Through Huldah’s efficiency the vaccination was quickly accomplished and the children of our neighbor were reluctantly accepted by the school authorities.

The Polydores were not parted by reason of dissimilarity of age or learning, as they were put into the ungraded room. To keep them there enrolled taxed to the utmost our ingenuity in the way of framing excuses for their repeated cases of tardiness and suspension.

Silvia felt a little remorseful when she listened to the tale of woe recited to her by their teacher at a card party one Saturday afternoon.
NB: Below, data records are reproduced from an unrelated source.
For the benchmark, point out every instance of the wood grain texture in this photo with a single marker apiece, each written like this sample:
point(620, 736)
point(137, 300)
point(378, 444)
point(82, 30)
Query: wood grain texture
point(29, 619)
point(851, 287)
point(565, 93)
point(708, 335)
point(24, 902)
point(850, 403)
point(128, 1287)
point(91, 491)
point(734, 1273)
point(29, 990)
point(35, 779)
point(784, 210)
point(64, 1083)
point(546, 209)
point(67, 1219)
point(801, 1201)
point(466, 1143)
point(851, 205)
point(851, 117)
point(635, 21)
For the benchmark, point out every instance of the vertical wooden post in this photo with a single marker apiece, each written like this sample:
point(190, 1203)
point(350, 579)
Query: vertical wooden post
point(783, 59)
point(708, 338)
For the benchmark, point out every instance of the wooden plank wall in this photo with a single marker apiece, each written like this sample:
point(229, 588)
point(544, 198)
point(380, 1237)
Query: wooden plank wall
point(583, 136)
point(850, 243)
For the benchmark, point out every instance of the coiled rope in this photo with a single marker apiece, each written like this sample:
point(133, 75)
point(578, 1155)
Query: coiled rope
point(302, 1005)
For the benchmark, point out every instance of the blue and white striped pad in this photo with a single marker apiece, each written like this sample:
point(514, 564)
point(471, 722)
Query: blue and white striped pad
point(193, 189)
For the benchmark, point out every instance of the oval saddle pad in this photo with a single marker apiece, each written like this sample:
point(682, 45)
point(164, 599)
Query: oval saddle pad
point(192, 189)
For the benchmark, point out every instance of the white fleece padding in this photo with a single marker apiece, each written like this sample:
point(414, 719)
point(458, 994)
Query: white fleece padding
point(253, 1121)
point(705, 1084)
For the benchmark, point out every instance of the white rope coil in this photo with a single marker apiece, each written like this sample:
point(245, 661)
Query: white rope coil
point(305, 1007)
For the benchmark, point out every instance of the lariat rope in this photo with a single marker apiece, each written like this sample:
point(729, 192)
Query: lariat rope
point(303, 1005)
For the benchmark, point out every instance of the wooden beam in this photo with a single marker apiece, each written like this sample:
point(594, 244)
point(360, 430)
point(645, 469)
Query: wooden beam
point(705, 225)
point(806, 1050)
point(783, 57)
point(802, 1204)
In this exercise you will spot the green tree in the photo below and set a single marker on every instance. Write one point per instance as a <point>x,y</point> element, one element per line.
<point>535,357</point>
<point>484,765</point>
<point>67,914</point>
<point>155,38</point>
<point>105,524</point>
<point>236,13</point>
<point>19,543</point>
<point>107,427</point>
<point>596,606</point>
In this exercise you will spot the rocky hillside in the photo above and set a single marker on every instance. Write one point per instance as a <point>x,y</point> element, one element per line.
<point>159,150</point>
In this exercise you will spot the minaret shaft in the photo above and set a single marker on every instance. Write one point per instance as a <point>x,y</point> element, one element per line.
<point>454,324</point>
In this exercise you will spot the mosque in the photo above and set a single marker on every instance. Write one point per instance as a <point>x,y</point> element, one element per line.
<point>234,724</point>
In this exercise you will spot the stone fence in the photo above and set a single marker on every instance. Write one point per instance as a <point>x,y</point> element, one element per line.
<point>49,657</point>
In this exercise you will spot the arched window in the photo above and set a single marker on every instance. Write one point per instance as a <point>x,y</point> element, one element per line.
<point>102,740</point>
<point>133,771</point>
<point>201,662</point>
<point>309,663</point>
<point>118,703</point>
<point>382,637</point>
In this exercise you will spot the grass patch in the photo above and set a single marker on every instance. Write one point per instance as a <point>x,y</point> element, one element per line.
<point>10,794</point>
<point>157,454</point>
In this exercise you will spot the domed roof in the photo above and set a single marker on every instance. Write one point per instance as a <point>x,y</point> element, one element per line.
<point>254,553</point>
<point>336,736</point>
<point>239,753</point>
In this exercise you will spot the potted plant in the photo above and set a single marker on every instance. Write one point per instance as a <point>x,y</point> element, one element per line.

“She said,” my wife repeated, “that yesterday Pythagoras brought two mice to school in his marble-bag and let them loose. She doesn’t believe in corporal punishment, but she determined to experiment with its effect on Pythagoras, so she kept him and Emerald, who was slightly implicated, after school and sent the latter out to get a whip. When he came back he said: ‘I couldn’t find any stick, but here’s some rocks you can throw at him,’ and handed her a hat full of stones. This made her too hysterical to try her experiment, so she took away his recess for a week.”

“We ought to make her a present,” I observed.

“She said,” continued Silvia, “that they had given her nervous prostration, but she had no time to prostrate, and if she didn’t succeed in getting them graded by the coming fall term, she should accept an offer of marriage she had received from a cross-eyed man, and you know how unlucky that would be, Lucien!”

“We may be driven to worse things than that by fall,” I replied ruefully.